As she watched and waited, Sara was tense.
They all were, though they showed it in different ways.
Tomas began pacing as the others watched Arcnus gather the power of the constructs by linking them to his own. Sara could feel him like a hand in her heart digging around for tools as he molded the metaphysical power into something he could use.
She didn’t stop him, although it felt like being groped in places she wasn’t even aware of. She did understand then why Tomas paced. There was nothing more to do. That was until the constructs began to shine like the sun. All of them, not just Isabelle’s floating powers.
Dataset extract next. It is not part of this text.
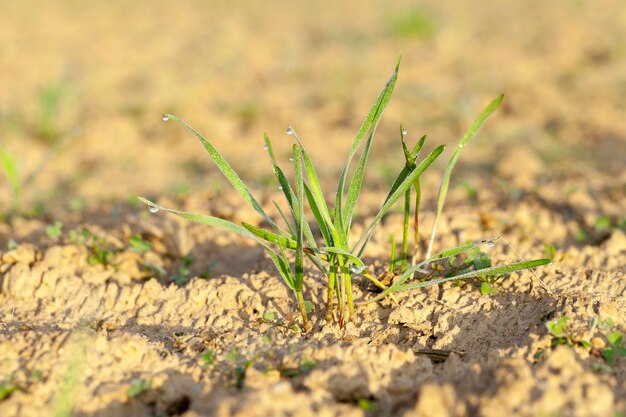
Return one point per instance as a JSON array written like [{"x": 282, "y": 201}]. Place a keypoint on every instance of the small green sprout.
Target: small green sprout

They grew brighter and brighter until Sara had to squint and shield her eyes while she watched the outlined forms of the constructs waver until they weren’t rigid outlines anymore. Instead, the power became shapeless forms that smoothed out into one golden glow. The glow melded into a single unit that surrounded Arcnus in a solitary ring. It matched his power, beat for beat.
He looked over at Sara and she looked back, heart beating fast.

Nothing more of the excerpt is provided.